At last our snowdrops are out properly in the garden. I've watched them every day since they pushed the first green spears through the earth at the end of December. Spear isn't too strong a term - the points of their leaves are specially hardened to pierce the frozen ground should they need to.Then the slivers of white appeared tucked deep within the leaves, and slowly swelled and stretched each day, finally curving down today to form perfect, green-tipped bells. Those spears have made another little rip in winter's straitjacket.
Despite the fact that so many of us see them as one of the first signs of spring in the UK they're probably not native - and certainly not this far north. There aren't enough invertebrates around at this time of year (unless we have an unusually mild winter) to pollinate the snowdrops, so they can't produce viable seed. Most of the time they can only spread vegetatively - and that's a sure sign they didn't evolve to live here.
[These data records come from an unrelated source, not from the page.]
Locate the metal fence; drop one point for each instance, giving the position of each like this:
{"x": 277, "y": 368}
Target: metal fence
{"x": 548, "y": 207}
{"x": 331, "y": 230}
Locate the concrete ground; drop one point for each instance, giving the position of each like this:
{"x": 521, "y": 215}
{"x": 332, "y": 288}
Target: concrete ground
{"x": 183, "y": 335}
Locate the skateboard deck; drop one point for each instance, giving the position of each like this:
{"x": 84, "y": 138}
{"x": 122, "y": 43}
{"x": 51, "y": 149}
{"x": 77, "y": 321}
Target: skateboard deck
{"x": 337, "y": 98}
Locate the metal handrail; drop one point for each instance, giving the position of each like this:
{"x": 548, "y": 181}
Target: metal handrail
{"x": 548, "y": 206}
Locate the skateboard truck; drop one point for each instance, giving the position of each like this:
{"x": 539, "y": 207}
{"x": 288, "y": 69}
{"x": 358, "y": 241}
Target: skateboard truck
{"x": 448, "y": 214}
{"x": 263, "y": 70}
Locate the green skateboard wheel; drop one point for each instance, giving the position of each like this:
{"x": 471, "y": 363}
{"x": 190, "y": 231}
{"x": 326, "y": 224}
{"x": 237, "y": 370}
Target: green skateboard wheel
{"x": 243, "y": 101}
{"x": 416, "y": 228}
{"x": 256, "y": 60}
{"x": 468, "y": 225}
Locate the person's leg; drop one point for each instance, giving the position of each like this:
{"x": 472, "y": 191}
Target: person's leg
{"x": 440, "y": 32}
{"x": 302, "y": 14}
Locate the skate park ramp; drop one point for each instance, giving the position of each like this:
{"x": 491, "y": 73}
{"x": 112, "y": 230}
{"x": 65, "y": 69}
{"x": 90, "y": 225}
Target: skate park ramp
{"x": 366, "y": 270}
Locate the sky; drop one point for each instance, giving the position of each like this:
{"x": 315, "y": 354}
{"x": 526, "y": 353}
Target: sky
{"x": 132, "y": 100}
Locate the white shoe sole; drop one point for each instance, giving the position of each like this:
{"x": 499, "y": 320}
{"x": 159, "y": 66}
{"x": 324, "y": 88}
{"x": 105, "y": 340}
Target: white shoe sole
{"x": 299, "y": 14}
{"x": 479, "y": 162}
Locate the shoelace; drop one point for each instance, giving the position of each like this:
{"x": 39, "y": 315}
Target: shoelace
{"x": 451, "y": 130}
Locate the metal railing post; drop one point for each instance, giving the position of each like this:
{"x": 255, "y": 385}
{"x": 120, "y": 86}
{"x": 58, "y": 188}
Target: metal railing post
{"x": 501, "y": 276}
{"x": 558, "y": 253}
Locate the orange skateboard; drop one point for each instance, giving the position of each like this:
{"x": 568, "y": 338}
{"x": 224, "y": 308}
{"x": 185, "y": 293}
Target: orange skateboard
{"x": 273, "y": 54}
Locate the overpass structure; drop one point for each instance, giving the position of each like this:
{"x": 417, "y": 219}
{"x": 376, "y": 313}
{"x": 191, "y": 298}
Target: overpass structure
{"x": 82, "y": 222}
That doesn't stop me celebrating their arrival. And it does mean that if we do get a few calm, dry, warmer days there will be something for another not-really-native (but loved as one anyway) to eat. The queen honeybees, like the snowdrops, wake up in response to the lengthening days, not warmer weather. They, like the snowdrops probably, were introduced, in the bees' case by the Romans. And they also plan ahead. They store up food in the form of pollen in the autumn to get them through the first few weeks of egg-laying if the weather's bad. But if it's good, yippee! They'll be out of that nest as quick as you can say Apis mellifera to find some fresh food. That's where the snowdrops come in.
Ironically gardens are now more and more important for honey bees as our so-called 'countryside' is becoming more monocultural. There's almost always something flowering in a garden, whereas fields are likely to offer bees a feast for a few weeks in early summer, followed by a famine of many months. Just to add insult to injury some of the relatively new systemic insecticides, called neonicotinoids (derived from nicotine) that are in use seem to be reducing the bees' ability to breed and feed. Funnily enough this seems to be yet another example of cutting off the nose to spite the face - as farming relies on bees to pollinate a large proportion of its food crops. No bees, no fruit, no seed, no food, no us. I believe the commonly bandied figure is four years for the human race if we lose the bees. I will be looking out very keenly for my first bee - so there's hope for the world this year at least.